MANILA, Philippines—Over a thousand unresolved human rights cases may now be resolved following President Gloria Macapagal-Arroyo’s signing of the Anti-torture Law early this week.
Republic Act 9745, or the Anti-Torture Act of 2009, criminalizes “torture and other cruel, inhuman and degrading treatment or punishment.”
The new statute also put emphasis on the command responsibility of superiors over the acts committed by their subordinates.
In a statement on Saturday, Senator Francis Escudero urged torture victims and their heirs to use the law to seek justice.
“This development is a significant milestone in our efforts to address this country’s human rights violations, particularly the use of torture by agents of government,” said Escudero, the law's principal author and chair of the Senate committee on justice and human rights.
Numerous cause-oriented groups and organizations have documented hundreds of cases where members of left-leaning political groups and the clergy as well as outspoken activists and journalists were either kidnapped or killed since 2001.
More than 1,000 cases of torture have also been recorded, said Escudero.
A number of cases of extrajudicial killings, torture and harassment have been blamed on the police and the military, but families of victims have complained that no one has been prosecuted yet.
“Clean up your act,” said Escudero, urging the Arroyo administration to resolve these human rights violations that have cropped up in the last eight years.
Escudero said that his colleagues in the House of Representatives and the Senate committee on justice, as well as human rights and people’s organizations, also played an important part in having the bill made into law.
He noted that for years, the bill had languished in the legislative mill although the Philippines was a signatory to the United Nations Convention Against Torture and other Cruel, Inhuman or Degrading Treatment or Punishment.
The measure actually took 22 years in Congress before it was passed.
“The enactment of R.A. 9745 is a concrete step towards fulfilling our commitment to an agreement we signed over two decades ago. More importantly, this law now gives our people another shield against human rights abuses,” said Escudero.
The senator said that from the dawn of Martial Law to this very day, many Filipinos have suffered because of their political beliefs.
“Under this administration alone, political activists have been tortured and have had to seek the protection of our courts against these abuses. With this new law on their side, the hope is that this will pave the way for the conviction and imprisonment of their perpetrators, and discourage those planning to use it,” he said.
Press Secretary Cerge Remonde had said that the signing of the anti-torture bill was “a concrete demonstration of this administration's commitment to human rights."
Under the law, the Commission on Human Rights will see through its implementation and, together with the Department of Justice and in consultation with human rights groups, it will draft the implementing rules and regulations.
The law prescribes penalties up to life imprisonment for torture.

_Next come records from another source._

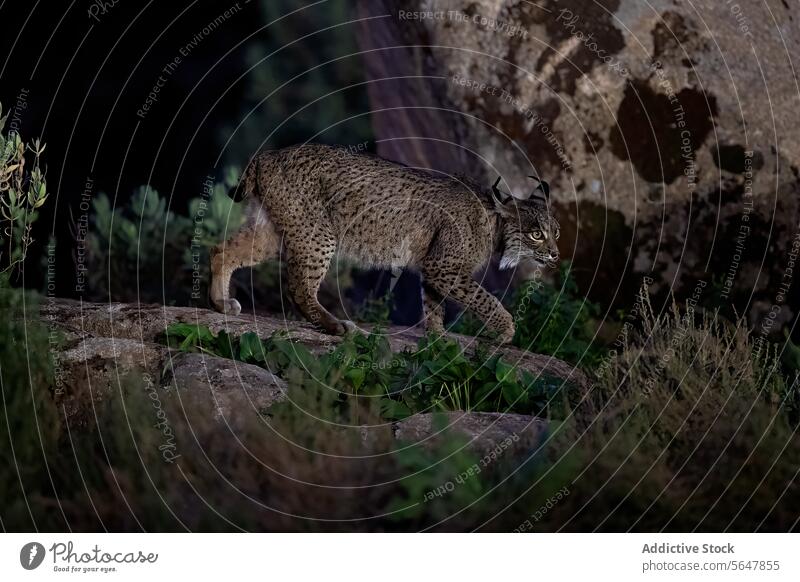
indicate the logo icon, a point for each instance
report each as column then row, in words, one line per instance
column 31, row 555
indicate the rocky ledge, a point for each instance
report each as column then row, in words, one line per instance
column 105, row 342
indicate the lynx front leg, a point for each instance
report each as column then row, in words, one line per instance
column 462, row 288
column 309, row 260
column 433, row 309
column 250, row 246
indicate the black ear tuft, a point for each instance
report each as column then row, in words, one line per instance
column 499, row 195
column 543, row 187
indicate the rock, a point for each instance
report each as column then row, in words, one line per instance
column 147, row 323
column 668, row 130
column 491, row 435
column 229, row 388
column 99, row 368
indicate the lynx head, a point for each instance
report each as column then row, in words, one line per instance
column 530, row 231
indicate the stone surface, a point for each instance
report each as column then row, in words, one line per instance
column 638, row 113
column 230, row 389
column 146, row 323
column 98, row 368
column 491, row 435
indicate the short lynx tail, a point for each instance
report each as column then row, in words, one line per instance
column 246, row 185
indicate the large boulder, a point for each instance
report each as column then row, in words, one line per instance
column 668, row 130
column 114, row 348
column 146, row 324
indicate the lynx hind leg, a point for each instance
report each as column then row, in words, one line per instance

The law defines torture as acts consisting of systematic beating, food deprivation, electric shock, cigarette burning, rape, among others. Mental and psychological torture, meanwhile, refers to acts such as blindfolding, prolonged interrogation, maltreating a member or members of a person's family, and denial of sleep, among others.
Wars, political instability and other public emergencies could not be invoked as a justification for torture and other cruel, inhuman and degrading forms of treatment or punishment, it says.